Rab’bin vaatleri ile, “[yüreklerimizi] ferah tutup sevineceğiz” (Öğreti ve Antlaşmalar 25:13) ve “mutlu bir yürek ve neşeli bir yüzle” (Öğreti ve Antlaşmalar 59:15) antlaşma yolunda ilerleyeceğiz. Çoğumuz, bilinmeyen bir diyara öncü olarak gitmek için evlerimizden ayrılmak gibi büyük etkileri olacak kararlarla yüzleşmeyiz. Kararlarımız genellikle hayatın günlük rutinleri ile ilgilidir, fakat Rab’bin bize söylediği gibi, “İyilik yapmaktan usanmayın, çünkü büyük bir işin temelini atıyorsunuz. Ve küçük şeyler büyük şeylere vesile olur” (Öğreti ve Antlaşmalar 64:33).
İsa Mesih’in iade edilmiş sevindirici haberinin öğretisinde sınırsız güç vardır. Bu öğretiye olan sarsılmaz inancımız, adımlarımıza rehberlik eder ve bize sevinç verir. Bu bizim zihnimizi aydınlatır ve eylemlerimize güç ve güven verir.
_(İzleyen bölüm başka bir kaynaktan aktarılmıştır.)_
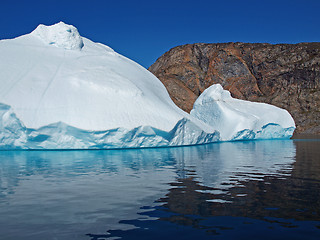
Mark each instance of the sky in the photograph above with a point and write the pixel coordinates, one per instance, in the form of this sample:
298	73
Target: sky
144	30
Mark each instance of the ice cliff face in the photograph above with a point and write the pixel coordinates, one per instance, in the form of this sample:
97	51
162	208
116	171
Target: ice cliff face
239	119
62	91
60	35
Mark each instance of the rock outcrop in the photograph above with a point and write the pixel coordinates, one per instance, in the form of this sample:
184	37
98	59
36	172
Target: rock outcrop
285	75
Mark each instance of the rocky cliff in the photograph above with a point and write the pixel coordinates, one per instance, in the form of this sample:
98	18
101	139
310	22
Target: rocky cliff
285	75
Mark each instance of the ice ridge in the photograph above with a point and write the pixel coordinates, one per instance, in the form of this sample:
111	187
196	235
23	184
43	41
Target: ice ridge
60	35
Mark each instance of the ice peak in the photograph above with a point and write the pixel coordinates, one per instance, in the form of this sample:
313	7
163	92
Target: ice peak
213	93
60	35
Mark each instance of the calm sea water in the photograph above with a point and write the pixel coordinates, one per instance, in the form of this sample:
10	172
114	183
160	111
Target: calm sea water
239	190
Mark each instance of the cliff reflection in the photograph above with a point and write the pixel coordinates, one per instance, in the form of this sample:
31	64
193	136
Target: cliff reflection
264	180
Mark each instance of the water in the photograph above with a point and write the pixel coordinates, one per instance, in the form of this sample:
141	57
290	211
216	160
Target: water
239	190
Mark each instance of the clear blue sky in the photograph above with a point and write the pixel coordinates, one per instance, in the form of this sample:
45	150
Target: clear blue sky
144	30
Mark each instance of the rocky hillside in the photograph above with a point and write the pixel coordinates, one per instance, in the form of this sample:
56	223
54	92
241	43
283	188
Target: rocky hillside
285	75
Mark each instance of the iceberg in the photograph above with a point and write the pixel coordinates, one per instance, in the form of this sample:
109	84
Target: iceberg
237	119
60	90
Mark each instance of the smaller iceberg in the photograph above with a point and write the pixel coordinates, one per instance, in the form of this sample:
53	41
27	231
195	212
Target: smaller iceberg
241	120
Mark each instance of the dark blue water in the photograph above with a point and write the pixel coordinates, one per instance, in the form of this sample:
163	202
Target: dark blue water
240	190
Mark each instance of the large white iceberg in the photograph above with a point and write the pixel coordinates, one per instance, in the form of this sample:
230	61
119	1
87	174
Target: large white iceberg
59	90
62	91
237	119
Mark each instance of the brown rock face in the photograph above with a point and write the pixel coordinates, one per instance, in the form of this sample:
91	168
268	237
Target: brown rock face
285	75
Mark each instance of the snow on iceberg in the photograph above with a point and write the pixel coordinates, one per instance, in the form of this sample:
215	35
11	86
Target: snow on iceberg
59	90
240	120
62	91
60	35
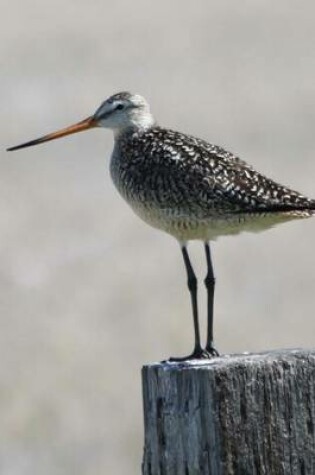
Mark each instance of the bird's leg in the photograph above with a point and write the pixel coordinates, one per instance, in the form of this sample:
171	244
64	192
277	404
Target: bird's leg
210	284
198	352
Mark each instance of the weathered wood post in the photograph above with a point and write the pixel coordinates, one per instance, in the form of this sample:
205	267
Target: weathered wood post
250	414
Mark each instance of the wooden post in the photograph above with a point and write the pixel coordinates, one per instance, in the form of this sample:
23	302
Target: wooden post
249	414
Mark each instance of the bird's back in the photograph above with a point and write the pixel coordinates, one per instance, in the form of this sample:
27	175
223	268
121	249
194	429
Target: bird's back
195	190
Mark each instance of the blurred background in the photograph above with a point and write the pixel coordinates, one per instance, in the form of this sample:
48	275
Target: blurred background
88	292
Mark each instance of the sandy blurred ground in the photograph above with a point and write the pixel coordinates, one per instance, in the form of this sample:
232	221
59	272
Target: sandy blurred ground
88	292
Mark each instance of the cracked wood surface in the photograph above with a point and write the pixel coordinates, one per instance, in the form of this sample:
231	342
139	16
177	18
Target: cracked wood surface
248	414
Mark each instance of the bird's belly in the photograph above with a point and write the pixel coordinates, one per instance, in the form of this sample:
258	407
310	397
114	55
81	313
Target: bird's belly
184	227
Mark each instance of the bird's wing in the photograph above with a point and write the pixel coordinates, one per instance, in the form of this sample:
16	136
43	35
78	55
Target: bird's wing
222	179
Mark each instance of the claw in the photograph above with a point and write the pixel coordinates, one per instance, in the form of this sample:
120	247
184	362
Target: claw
197	354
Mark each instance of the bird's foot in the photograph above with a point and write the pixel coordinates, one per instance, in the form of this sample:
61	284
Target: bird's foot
212	351
198	354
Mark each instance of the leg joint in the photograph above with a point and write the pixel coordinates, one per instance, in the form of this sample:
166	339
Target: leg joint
209	281
192	283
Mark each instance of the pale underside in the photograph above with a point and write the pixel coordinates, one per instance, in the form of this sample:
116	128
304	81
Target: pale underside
194	190
185	228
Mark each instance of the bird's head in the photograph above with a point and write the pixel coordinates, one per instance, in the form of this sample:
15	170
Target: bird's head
119	112
124	110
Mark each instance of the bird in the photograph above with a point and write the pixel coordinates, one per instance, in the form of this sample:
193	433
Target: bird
187	187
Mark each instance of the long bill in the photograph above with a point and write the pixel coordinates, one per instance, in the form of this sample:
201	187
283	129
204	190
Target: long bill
85	124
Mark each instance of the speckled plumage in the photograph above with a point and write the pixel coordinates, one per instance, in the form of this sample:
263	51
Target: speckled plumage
195	190
186	187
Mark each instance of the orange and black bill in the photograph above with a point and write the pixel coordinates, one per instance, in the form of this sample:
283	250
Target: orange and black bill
85	124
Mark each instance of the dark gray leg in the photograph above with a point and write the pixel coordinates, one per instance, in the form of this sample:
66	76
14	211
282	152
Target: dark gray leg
198	352
210	284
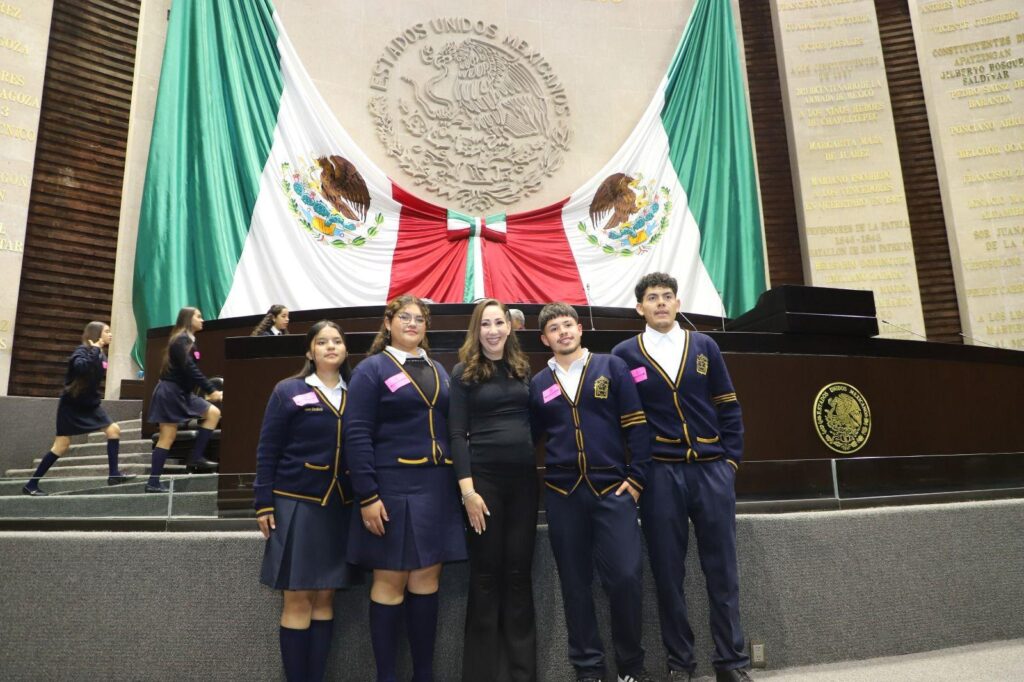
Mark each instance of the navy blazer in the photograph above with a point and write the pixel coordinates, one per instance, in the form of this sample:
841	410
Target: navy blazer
90	363
695	415
300	448
586	431
391	423
182	368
Bu rehberlik, aydınlanma ve güç, Cennetteki Babamız’dan aldığımız vaat edilen hediyelerdir. İlahi tövbe armağanı da dahil olmak üzere, hayatlarımızı bu öğretiyi anlayarak ve bu öğretiye uygun hale getirerek, cennetteki sevgi dolu ebeveynlerimizle yeniden birleşme ve onlarla yücelme olan ebedi kaderimize giden yolda kendimizi tuttuğumuz sürece cesur olabilir ve sevinebiliriz.
Yaşlı Richard G. Scott, ”Bunaltıcı zorluklarla karşılaşıyor olabilirsiniz” diye öğretti. “Bazen bunlar o kadar güçlü, o kadar acımasızdır ki, bunların kontrol etme kapasitenizin ötesinde olduklarını hissedebilirsiniz. Dünya ile tek başınıza yüzleşmeyin. ‘Rab’be güven bütün yüreğinle, Kendi aklına bel bağlama’ [Süleyman’ın Özdeyişleri 3:5]. … Hayatın zor olması amaçlanmıştı, ama başarısız olmanız için değil, üstesinden gelerek başarılı olmanız için.” 8
Hepimizin cennetteki hedefine ulaşmada ısrarlı olması için dua ederken, bütün bunların Tanrı Baba’nın ve Oğlu İsa Mesih’in planının bir parçası olduğuna tanıklık ederim, İsa Mesih’in adıyla, amin.